McCain, meanwhile, was traded to the defending champions, went on to average 10.4 points on 39.1% shooting from three in 30 regular-season games with OKC, scored in double figures in three of four wins over the Lakers, and then posted that playoff career-high in the Western Conference Finals.
Morey was fired last week. The Sixers watched the playoffs from home after being swept. McCain is still in it, still grateful, and still not saying what everyone else is saying on his behalf.
It was not the first time McCain had been asked to respond to Morey in public. When Blake Griffin joked on NBA Nightcap that Philadelphia hadn’t actually sold high enough, McCain’s full reply was two words: “Shoutout to Philly.”
The studio laughed. McCain moved on. He has been doing that version of the bit since February, when he first arrived in OKC, and a reporter immediately put Morey’s quote in front of him.
“I don’t think he meant any harm from it,” McCain said then. “I just kind of take it as: That’s his job. But obviously I’m gonna have confidence in myself.”
The trade and what it cost him
McCain said the trade hit him hard in the moment. He recalled being on the bus with the Sixers when the news came through, then learning minutes later that he was being moved to Oklahoma City, which left him crying immediately. He also said his teammates initially thought he was joking before realizing how serious it was, and that made the moment even tougher.
What makes that bus scene land harder is what McCain was carrying into that ride. He had not played a full, healthy NBA season.

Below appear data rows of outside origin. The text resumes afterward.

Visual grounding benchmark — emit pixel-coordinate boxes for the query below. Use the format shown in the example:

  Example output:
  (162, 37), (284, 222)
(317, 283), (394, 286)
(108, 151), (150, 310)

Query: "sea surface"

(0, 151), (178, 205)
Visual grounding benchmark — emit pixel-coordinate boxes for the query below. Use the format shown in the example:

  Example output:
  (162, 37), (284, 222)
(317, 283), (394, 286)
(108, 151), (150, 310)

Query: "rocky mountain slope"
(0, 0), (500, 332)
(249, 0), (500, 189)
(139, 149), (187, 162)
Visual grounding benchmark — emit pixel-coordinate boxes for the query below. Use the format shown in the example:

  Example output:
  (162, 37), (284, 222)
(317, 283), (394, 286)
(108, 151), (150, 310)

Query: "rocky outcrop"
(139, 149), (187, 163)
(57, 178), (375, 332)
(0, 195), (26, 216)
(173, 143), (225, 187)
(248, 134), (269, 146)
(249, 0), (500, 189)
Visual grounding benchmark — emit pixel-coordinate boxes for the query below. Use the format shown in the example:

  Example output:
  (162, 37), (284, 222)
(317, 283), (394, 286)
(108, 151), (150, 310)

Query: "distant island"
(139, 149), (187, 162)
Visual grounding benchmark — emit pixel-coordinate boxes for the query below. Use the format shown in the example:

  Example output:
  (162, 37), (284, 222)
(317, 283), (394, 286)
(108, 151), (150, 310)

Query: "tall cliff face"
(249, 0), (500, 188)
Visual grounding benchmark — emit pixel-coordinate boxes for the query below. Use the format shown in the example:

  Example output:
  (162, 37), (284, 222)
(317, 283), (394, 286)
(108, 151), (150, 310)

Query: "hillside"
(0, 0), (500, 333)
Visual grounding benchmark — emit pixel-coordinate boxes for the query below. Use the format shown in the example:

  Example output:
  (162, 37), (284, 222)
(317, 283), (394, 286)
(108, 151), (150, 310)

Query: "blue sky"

Not once.
A torn meniscus ended his rookie year after 23 games, when he had been averaging 15.3 points and was the Rookie of the Year favorite. Then a torn UCL in his thumb cost him the start of his second season before he had played a single game. Two catastrophic, consecutive injuries, neither contact-related.
By the time he worked his way back into the rotation, the Sixers were inconsistent with his minutes. Then he was gone.
Morey was not selling high on a healthy player at his ceiling. He was selling after the organization had never seen that ceiling from the floor.
That reaction added another layer to a deal that already had plenty of drama. Morey had previously described the move as “selling high” on McCain, a comment that sparked plenty of discussion around Philadelphia and beyond.
What Morey meant and what reporters noted at the time was not a slight at McCain’s talent but a statement about asset value: OKC had come to Philadelphia with an aggressive offer, and Morey believed a late first-round pick plus three second-rounders exceeded what an injury-limited McCain could return to the team in the near term.
“The only higher point would’ve been during his run last season,” Morey said. He even called McCain “a great future bet and a potential great player.”
But the financial dimension was also real moving McCain got the Sixers under the luxury tax line. Both things can be true, and both made the comment sting.
And as for the current trade? The trade has already started to look productive for Oklahoma City, where McCain has found a strong role and confidence. Finishing a game-best plus-28 alongside Alex Caruso and helping Oklahoma City take a 2-1 series lead in the Western Conference Finals.
That kind of impact only adds to the sting for Philadelphia fans, who watched the Sixers’ own bench combine for 15 points in 56 minutes during their elimination against the Knicks, a void created, in part, by the player scoring career-highs in the other conference.
For McCain, though, the message is simple: the past is part of the story, but it does not define the future. Daryl Morey, the man who drafted him, traded him, called it “selling high,” and was subsequently fired, is not part of McCain’s narrative anymore, except as a name he still says with gratitude.
He is focused on turning the trade into motivation without turning it into animosity. In the Western Conference Finals, with a career-high on the board and a championship defense very much alive, that has become the easiest thing in the world to believe.